The Difficulty of Protecting One’s Data
It is becoming increasingly difficult to protect one’s personal data these days. The threat, of course, is that the more complete a profile someone has on you, the greater chance that the information can be used against you for everything from unwanted solicitations to identity theft. Computers are very good at combining information from multiple sources to build up a profile. In fact, this is the business model of the credit bureaus. Every time you give out a bit of information about yourself to anyone, there’s some risk that it could find its way into your “global profile” and be used against you.
Even if you trust the entity with which you share your information, things can and do go wrong. The March 20, 2006, issue of InformationWeek magazine has an article, The High Cost Of Data Loss, which describes incidents of customer data-loss affecting millions of people. This cover caught my eye as it had a picture of Princeton computer science graduate student Alex Halderman; the article states:
J. Alex Halderman, a doctoral candidate in computer science at Princeton University, about a year ago received a letter from the University of California, Berkeley, where he had been accepted as a graduate student in 2003, advising him that his personal data had been compromised. A university computer had been stolen that contained files with names and Social Security numbers of applicants and others at the university.
Berkeley warned people affected by the breach to be on the lookout for scam artists who might try to contact them under the pretense of being affiliated with the school. Halderman was shocked that two years after he applied to UC Berkeley, the application remained susceptible to a data breach. “It’s amazing that data can be on file for years, even when you think you’re finished with it,” he says. “There’s no way to take it back.”

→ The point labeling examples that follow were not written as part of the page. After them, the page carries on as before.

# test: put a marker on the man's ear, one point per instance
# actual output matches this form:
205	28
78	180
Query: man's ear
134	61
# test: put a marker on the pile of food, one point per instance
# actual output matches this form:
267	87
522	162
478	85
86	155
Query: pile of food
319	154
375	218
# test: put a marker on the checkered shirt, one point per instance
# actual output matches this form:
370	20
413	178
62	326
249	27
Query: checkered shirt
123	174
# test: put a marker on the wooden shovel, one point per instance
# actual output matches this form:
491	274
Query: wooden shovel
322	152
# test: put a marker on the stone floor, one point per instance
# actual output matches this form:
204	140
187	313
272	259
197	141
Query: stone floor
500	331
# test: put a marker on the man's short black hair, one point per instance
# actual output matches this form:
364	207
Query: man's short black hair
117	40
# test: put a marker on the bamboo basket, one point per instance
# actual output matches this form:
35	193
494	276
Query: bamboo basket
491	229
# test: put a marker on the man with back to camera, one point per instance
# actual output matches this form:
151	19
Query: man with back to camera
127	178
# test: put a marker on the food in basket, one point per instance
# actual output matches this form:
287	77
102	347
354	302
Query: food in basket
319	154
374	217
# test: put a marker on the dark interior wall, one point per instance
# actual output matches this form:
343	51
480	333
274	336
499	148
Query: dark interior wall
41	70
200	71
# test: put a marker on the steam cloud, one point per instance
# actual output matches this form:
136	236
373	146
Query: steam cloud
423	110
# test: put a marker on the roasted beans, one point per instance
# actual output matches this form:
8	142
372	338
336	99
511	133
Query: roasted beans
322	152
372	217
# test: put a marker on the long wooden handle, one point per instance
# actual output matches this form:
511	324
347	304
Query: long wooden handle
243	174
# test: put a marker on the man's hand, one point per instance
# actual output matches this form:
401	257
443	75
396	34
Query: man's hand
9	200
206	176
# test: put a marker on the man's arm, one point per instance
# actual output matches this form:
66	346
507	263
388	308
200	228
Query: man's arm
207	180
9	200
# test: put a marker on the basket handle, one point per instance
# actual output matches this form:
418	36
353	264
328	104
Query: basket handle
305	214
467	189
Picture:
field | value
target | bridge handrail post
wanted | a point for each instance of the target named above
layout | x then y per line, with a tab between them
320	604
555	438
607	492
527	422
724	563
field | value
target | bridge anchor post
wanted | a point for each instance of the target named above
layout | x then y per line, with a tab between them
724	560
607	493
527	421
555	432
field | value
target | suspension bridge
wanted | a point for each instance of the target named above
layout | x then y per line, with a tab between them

You can’t always “un-share” data
Alex’s experience illustrates that once information has been shared it is generally not possible to “un-share” it. I recently met with a representative of a company that holds some of my retirement funds to discuss my allocations. During the course of the conversation, the representative asked some questions about salary and retirement plans which was noted on a yellow pad of paper. Additionally, I answered a short questionnaire to assess my risk tolerance which was entered into an untethered laptop computer. The meeting went well but I was never told that the salary information was going any farther than the yellow pad. My mistake was not to make my wishes known that the information I provided was not to be kept on file. Sure enough, a week or so later I received a “confirmation letter” with all the information listed. It was clearly a form letter generated at the corporate office from data in a big database. I immediately returned the confirmation letter with a note asking that my profile be removed. A week or so later, I received a phone call from a customer service manager to discuss my request. The conversation was cordial and long but only partially effective. It turns out that once the data exists in the system, there is no way to remove it. The best he could offer was to set the values to obviously bogus values (like an annual salary of $1). The manager was surprised that I was sensitive about this — after all, (1) they take special measure to protect the data and (2) if I met with a different planner in the future they would need to have the information. My counter to this was (1) data gets lost/stolen/misused anyway (USA Today just reported that a Fidelity Investments laptop computer containing sensitive data on 196,000 retirement-account customers was just stolen) and (2) I could easily bring the information to each face-to-face meeting.
Other options
In addition to carefully considering whether to share personal information, you can also push back and see if the requester really needs it or if there is a way for you to get the goods or service without providing the information. Recently I renewed my family’s membership to a local swimming pool club. The application stated that proving the full birthday for all members was mandatory. After several e-mail messages I learned that the insurance company required that the club have this information on hand in the event of an emergency. In this case, I reluctantly decided that this was OK. In another case, I made a purchase at a nationwide home improvement store where my receipt indicated that I won a $10 gift certificate and could claim it by either visiting a website or by calling a phone number. I went to the website and saw that one of the required fields on the web form was birth date. Rather than using a bogus birth date, I tried the phone number. Interestingly, I was able to claim my prize without giving out this information — the system never even asked.
What to do?
Does this mean one should never share personal information? No, but it does mean that each time you do, you should think about the associated risks and benefits. What makes this trade-off tricky is that the benefits are often obvious and immediate and the risks are more nebulous. An interesting example of an unexpected use of seemingly benign information involved Farrell’s Ice Cream Parlor Restaurant customers who signed up for free ice cream on their birthday. The obvious benefit of sharing this information is that they would get free ice cream. However, in 1983, the U.S. Selective Service purchased a list of names and birthdays of boys turning 18 that year so that they could be reminded to register. Food for thought.